A few years ago, I highlighted the ways that the Welcome Week team has used some simple assessment design principles to improve the quality of the experience. But in that post, we only had anecdotal data to suggest that some good things were happening as a result. Now that we have a couple years of quantitative data, the evidence is pretty clear: Welcome Week has gotten even better at doing exactly what it is supposed to do.
A few weeks after the beginning of the fall term, we ask freshmen to complete a short online survey to find out their perception of Welcome Week. Specifically, we want to know the degree to which they think they learned the things we tried to teach them. I’d like to highlight four items that represent things that we think students have to know. Below each item is the average response score on a 1-5 scale (1=strongly disagree and 5=strongly agree) from each of the last four years. Notice the steady improvement.
My Welcome Week experience . . .
. . . helped me learn exactly how to get to the location of my classes.
- 2013 – 3.55
- 2014 – 3.79
- 2015 – 4.18
- 2016 – 4.21
. . . helped me find places on campus where I can study most effectively.
- 2013 – 3.59
- 2014 – 3.63
- 2015 – 3.82
- 2016 – 4.00
. . . taught me specific ways to make the best use of my time during the school day.
- 2013 – 3.23
- 2014 – 3.39
- 2015 – 3.40
- 2016 – 3.68
. . . emphasized the importance of finding places on campus where I can take time for myself.
- 2013 – 3.51
- 2014 – 3.60
- 2015 – 3.69
- 2016 – 3.84
As you can see, the Welcome Week team deserves some well-earned praise. They’ve stuck to the overarching design and philosophy of the program and used evidence to inform change. They have redesigned several parts of the experience, revised the way that they train peer mentors, and tackled some difficult logistical challenges to ensure that our new students are more likely to be as ready as possible for the first day of classes. Equally difficult (and probably even more impressive), they’ve stopped doing a number of things – no matter how strongly they believed in the potential of those activities, in order to concentrate more precisely on making the most of every minute of those four days.

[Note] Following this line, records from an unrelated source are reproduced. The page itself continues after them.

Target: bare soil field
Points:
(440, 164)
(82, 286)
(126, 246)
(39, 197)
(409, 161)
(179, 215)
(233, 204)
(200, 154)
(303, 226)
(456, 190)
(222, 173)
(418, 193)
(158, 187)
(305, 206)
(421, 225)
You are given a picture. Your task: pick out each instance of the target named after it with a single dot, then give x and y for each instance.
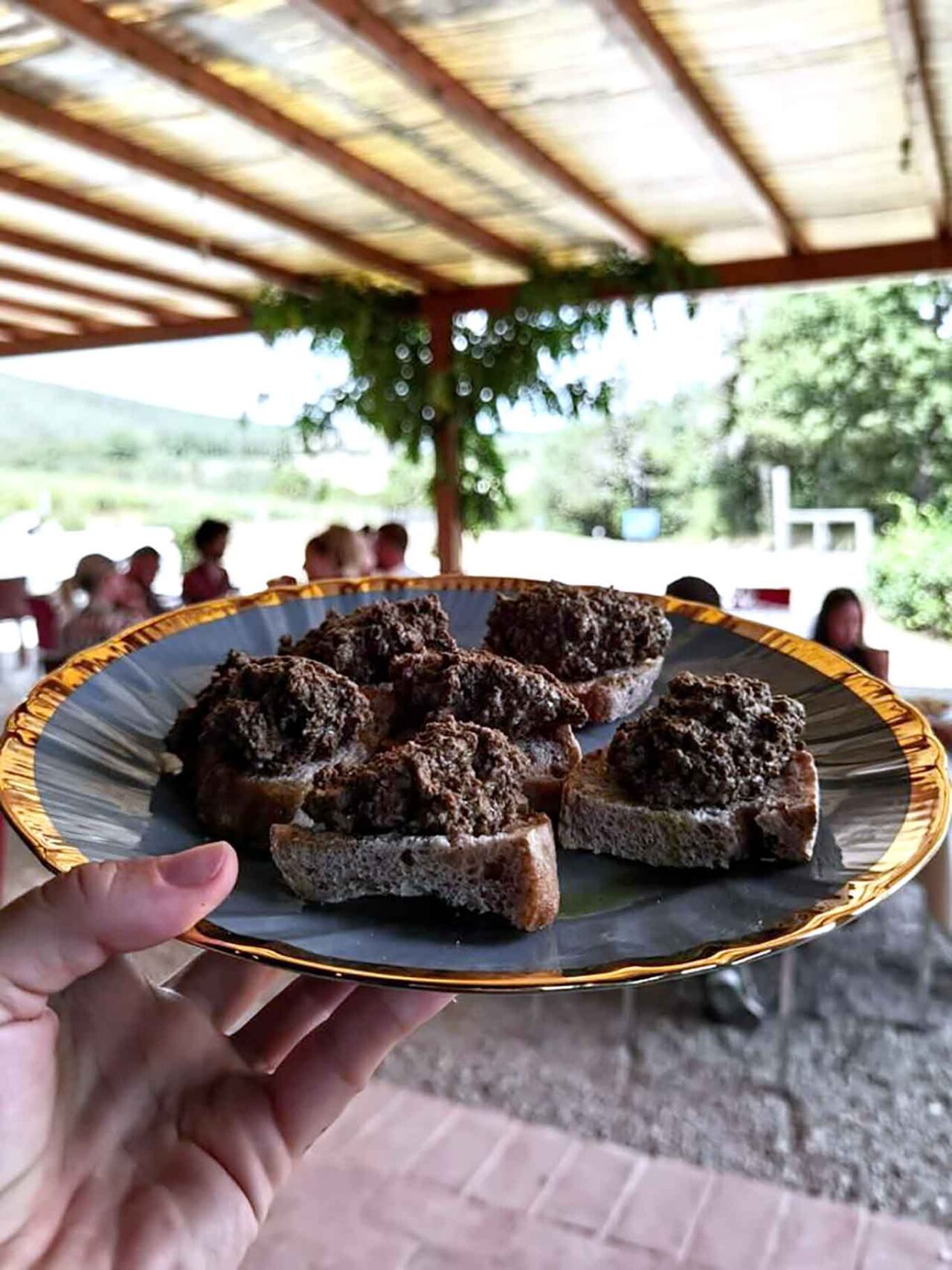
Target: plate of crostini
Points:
(485, 784)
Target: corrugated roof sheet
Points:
(808, 92)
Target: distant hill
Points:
(48, 416)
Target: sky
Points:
(240, 375)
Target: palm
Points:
(143, 1135)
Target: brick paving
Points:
(406, 1181)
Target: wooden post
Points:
(446, 436)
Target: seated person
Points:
(338, 553)
(839, 625)
(393, 542)
(695, 589)
(100, 618)
(208, 580)
(132, 589)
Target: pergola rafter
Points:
(126, 41)
(905, 31)
(138, 158)
(456, 99)
(57, 251)
(43, 192)
(662, 65)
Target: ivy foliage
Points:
(498, 359)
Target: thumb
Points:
(56, 934)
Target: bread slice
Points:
(242, 809)
(617, 693)
(510, 873)
(551, 758)
(599, 815)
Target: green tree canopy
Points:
(852, 389)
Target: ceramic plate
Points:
(80, 780)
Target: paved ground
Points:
(405, 1181)
(852, 1101)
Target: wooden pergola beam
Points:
(138, 158)
(923, 255)
(908, 42)
(91, 25)
(118, 336)
(43, 192)
(59, 251)
(666, 70)
(98, 295)
(454, 98)
(22, 307)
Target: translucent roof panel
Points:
(512, 127)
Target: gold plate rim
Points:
(916, 842)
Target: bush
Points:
(912, 569)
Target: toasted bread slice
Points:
(551, 758)
(242, 808)
(510, 873)
(617, 693)
(599, 815)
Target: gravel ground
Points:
(849, 1100)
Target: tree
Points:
(495, 361)
(663, 456)
(852, 389)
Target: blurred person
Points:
(393, 542)
(99, 618)
(368, 542)
(132, 589)
(338, 553)
(208, 580)
(839, 625)
(695, 589)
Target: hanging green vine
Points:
(498, 359)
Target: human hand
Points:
(134, 1132)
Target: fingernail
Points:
(193, 867)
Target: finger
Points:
(225, 987)
(268, 1038)
(69, 927)
(332, 1065)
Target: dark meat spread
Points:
(484, 689)
(710, 742)
(452, 777)
(363, 644)
(576, 634)
(267, 715)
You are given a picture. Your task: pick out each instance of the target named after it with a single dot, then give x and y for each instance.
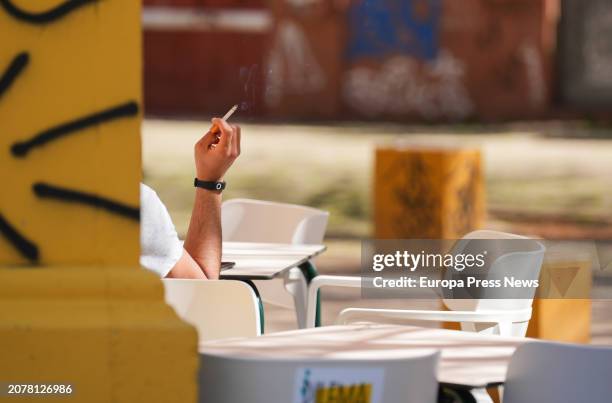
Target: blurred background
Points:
(323, 83)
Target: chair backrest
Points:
(225, 379)
(510, 254)
(553, 372)
(246, 220)
(218, 309)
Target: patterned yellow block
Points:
(427, 193)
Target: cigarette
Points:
(214, 128)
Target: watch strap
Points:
(209, 185)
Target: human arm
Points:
(214, 154)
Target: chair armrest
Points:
(511, 316)
(320, 281)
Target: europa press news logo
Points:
(413, 261)
(334, 391)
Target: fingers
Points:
(236, 143)
(206, 140)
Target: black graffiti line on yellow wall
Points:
(44, 16)
(90, 199)
(13, 70)
(21, 148)
(26, 247)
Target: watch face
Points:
(70, 100)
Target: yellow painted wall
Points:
(88, 60)
(83, 313)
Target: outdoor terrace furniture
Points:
(246, 220)
(218, 309)
(230, 307)
(401, 377)
(467, 360)
(507, 317)
(555, 372)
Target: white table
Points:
(265, 261)
(467, 359)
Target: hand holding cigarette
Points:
(218, 149)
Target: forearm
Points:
(203, 240)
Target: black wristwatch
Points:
(209, 185)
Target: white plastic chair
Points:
(218, 309)
(509, 317)
(231, 379)
(246, 220)
(554, 372)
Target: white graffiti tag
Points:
(292, 66)
(404, 85)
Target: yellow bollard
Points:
(75, 308)
(427, 193)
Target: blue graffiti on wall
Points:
(379, 28)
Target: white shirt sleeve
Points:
(160, 247)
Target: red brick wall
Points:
(494, 61)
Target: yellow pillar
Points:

Late last week I was playing with our freshly-collected freshman data from the end of the first term to see if we could see any lasting effects of the Welcome Week experience. As you might expect, the impact of Welcome Week tends to fade as subsequent fall term experiences become more influential in driving student success. However, one particularly gratifying finding popped when I tested whether any of the Welcome Week survey items might predict our students’ response to an item in the end of the first term survey, “Welcome Week provided the start I needed to succeed academically at Augustana.” Even though the data collected from the Welcome Week survey was gathered during the second week of the term and the end of the first term data was collected during weeks seven and eight, the item “My Welcome Week experience taught me specific ways to make the best use of my time during the school day,” proved to be a statistically significant positive predictor of our freshmen’s perception of the preparatory effectiveness of Welcome Week. Impressively, this is also one of the learning goals where the Welcome Week team seems to have made substantial strides in preparing our new students to succeed.
So congratulations to everyone involved in putting together and pulling off Welcome Week! I hope you’ll take a moment to send a kudos to anyone you know, even yourself, who contributed to a great Welcome Week way back at the beginning of the term.